I scoffed. "Yeah, I got it. It was wrong of me to assume I had the edge just because she's human. Are you here to berate me on your mate's behalf or something? If you are, you can get lost. I have enough on my plate as it is."

"On the contrary. Del doesn't need me to defend her honor. As you saw plainly, she can take care of herself. I'm here to see how you're holding up," Raph said.

"Did Rosie send you?"

Raph snorted out a laugh. "No, Rosie's too busy with your twin to ask me to do anything. I'm here on my own."
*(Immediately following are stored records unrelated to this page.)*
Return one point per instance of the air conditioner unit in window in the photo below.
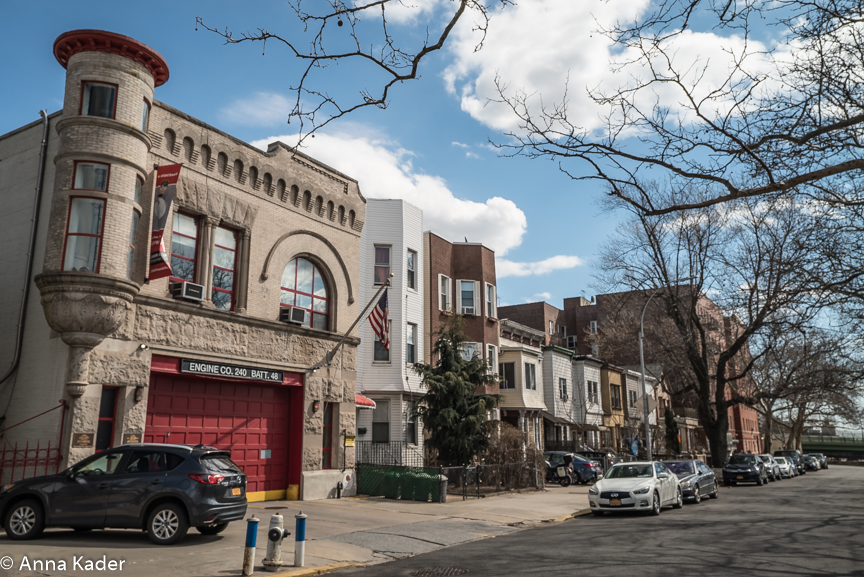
(293, 315)
(187, 290)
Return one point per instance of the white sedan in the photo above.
(642, 486)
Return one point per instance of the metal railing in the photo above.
(399, 453)
(481, 480)
(30, 461)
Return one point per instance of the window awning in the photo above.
(363, 402)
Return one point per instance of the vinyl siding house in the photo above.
(520, 373)
(392, 242)
(559, 393)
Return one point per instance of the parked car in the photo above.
(811, 463)
(744, 468)
(582, 470)
(787, 467)
(643, 486)
(823, 460)
(772, 466)
(696, 479)
(796, 459)
(162, 489)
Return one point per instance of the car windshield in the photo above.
(680, 469)
(742, 460)
(629, 471)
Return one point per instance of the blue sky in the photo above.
(430, 146)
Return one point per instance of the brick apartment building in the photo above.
(460, 279)
(254, 234)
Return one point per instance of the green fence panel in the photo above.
(392, 482)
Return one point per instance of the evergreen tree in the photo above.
(454, 415)
(672, 441)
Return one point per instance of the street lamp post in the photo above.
(642, 367)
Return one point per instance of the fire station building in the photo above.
(264, 249)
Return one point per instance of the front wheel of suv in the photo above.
(24, 520)
(167, 524)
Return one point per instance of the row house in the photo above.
(589, 402)
(520, 373)
(587, 318)
(228, 350)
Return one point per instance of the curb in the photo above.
(579, 513)
(319, 570)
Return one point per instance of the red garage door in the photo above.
(249, 419)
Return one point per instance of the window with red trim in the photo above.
(84, 229)
(107, 414)
(91, 176)
(184, 247)
(145, 116)
(98, 99)
(224, 262)
(130, 257)
(327, 444)
(303, 286)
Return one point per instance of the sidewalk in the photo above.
(356, 531)
(340, 533)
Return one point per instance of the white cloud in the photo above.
(558, 39)
(260, 109)
(505, 268)
(409, 11)
(384, 170)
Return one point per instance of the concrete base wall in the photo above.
(316, 485)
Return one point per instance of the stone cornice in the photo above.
(232, 317)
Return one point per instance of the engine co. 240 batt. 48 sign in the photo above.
(229, 371)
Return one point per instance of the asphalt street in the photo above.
(810, 525)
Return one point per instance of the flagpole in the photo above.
(328, 358)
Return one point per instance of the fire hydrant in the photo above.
(275, 534)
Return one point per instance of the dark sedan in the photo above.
(695, 478)
(161, 489)
(583, 470)
(744, 468)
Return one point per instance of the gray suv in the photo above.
(161, 489)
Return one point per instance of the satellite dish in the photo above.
(347, 480)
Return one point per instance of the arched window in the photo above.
(303, 286)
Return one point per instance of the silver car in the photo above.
(642, 486)
(787, 468)
(771, 466)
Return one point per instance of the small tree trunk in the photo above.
(769, 429)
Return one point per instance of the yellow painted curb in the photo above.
(319, 570)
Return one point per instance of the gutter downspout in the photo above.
(34, 218)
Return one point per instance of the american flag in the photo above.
(378, 318)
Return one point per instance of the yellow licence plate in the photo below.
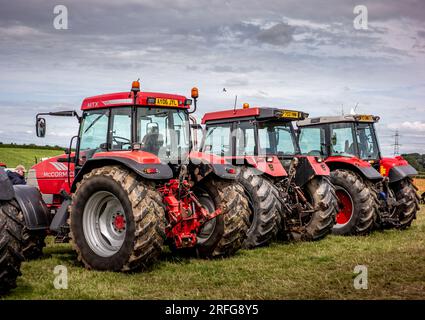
(290, 114)
(166, 102)
(366, 118)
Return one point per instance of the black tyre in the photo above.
(232, 225)
(265, 220)
(33, 243)
(117, 220)
(357, 207)
(405, 190)
(321, 195)
(11, 225)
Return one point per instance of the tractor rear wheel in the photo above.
(406, 190)
(11, 225)
(34, 242)
(357, 207)
(231, 226)
(265, 220)
(117, 220)
(321, 194)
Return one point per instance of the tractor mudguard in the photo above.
(227, 171)
(6, 187)
(356, 165)
(154, 171)
(400, 172)
(61, 217)
(370, 173)
(202, 164)
(308, 167)
(36, 213)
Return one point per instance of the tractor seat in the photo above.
(152, 142)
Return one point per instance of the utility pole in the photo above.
(396, 143)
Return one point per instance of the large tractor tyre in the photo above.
(405, 189)
(321, 194)
(117, 220)
(11, 225)
(265, 220)
(229, 196)
(33, 243)
(357, 206)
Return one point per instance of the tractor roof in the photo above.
(257, 113)
(337, 119)
(153, 99)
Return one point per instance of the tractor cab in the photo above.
(133, 183)
(373, 191)
(262, 141)
(341, 136)
(253, 133)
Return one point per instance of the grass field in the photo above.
(14, 156)
(319, 270)
(420, 183)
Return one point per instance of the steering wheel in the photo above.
(314, 152)
(121, 144)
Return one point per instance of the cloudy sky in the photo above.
(302, 54)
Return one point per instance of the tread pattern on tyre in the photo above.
(11, 225)
(33, 243)
(407, 212)
(148, 213)
(365, 204)
(265, 219)
(324, 217)
(236, 212)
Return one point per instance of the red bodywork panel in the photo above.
(238, 113)
(386, 164)
(272, 168)
(209, 158)
(348, 160)
(319, 168)
(185, 216)
(120, 99)
(141, 157)
(52, 177)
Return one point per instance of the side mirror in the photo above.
(334, 139)
(41, 127)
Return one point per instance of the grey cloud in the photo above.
(279, 35)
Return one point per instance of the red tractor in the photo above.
(11, 235)
(133, 184)
(286, 191)
(372, 190)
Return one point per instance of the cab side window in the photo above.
(120, 132)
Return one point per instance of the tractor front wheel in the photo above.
(11, 225)
(265, 220)
(117, 220)
(405, 190)
(224, 235)
(321, 195)
(357, 207)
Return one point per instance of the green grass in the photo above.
(318, 270)
(14, 156)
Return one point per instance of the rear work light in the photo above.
(231, 170)
(151, 170)
(150, 100)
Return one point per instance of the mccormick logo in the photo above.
(59, 166)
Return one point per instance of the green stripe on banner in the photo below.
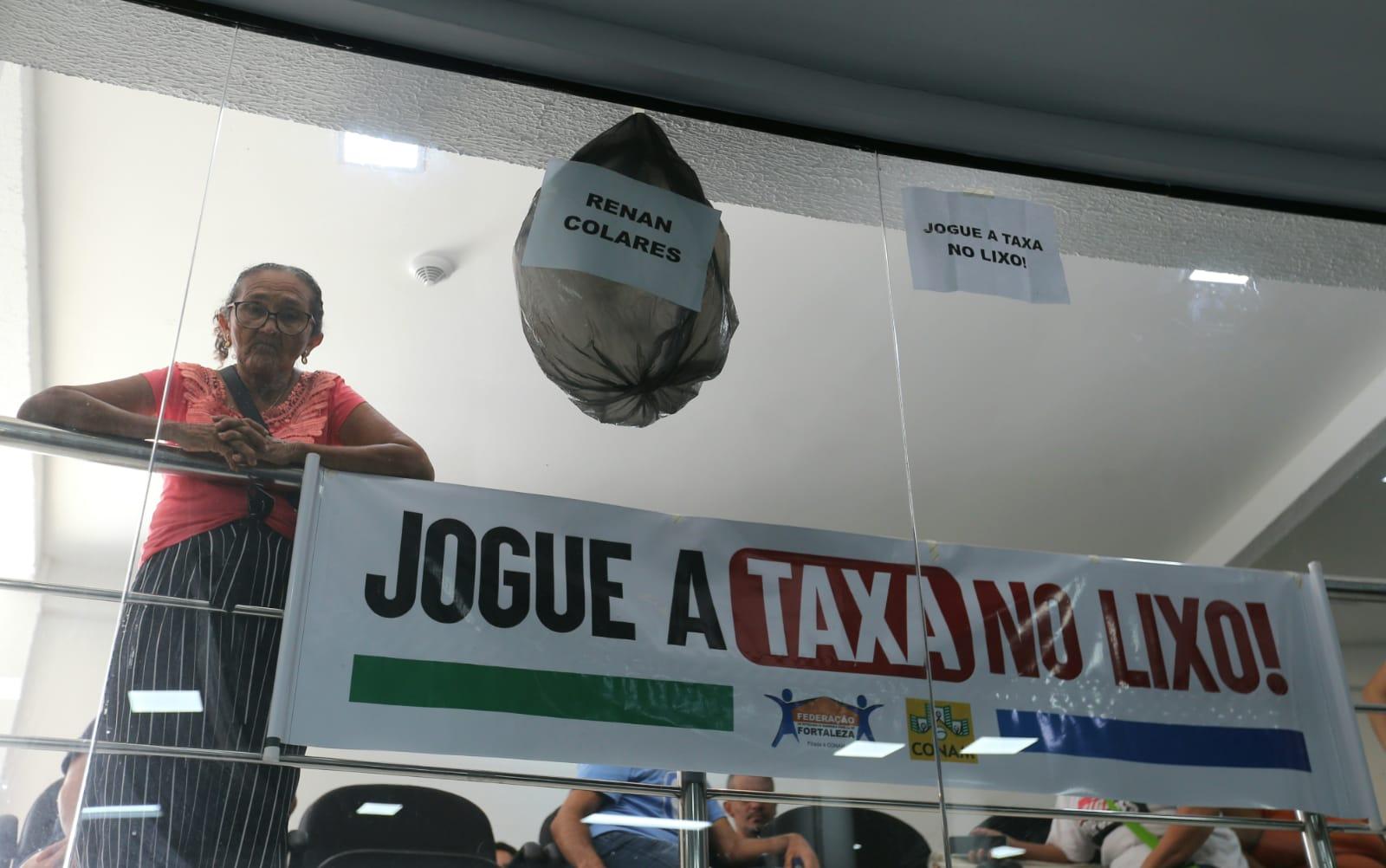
(433, 683)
I already knew Rosie and Kai were having sex, I could feel it through my twin connection with Kai. I'm glad that they were finding solace in each other. Both were frustrated with Joaquin and blaming themselves for his capture. I could reassure them both for the next century and it wouldn't have made a difference. At least now they were able to give each other a moment of bliss, a chance to forget everything else and live for the here and now. Admittedly, there was a part of me that was feeling left out, but that was something else I couldn't blame anyone but myself. I was the one avoiding both Rosie and Kai all day while I continued pounding my self-esteem to the ground.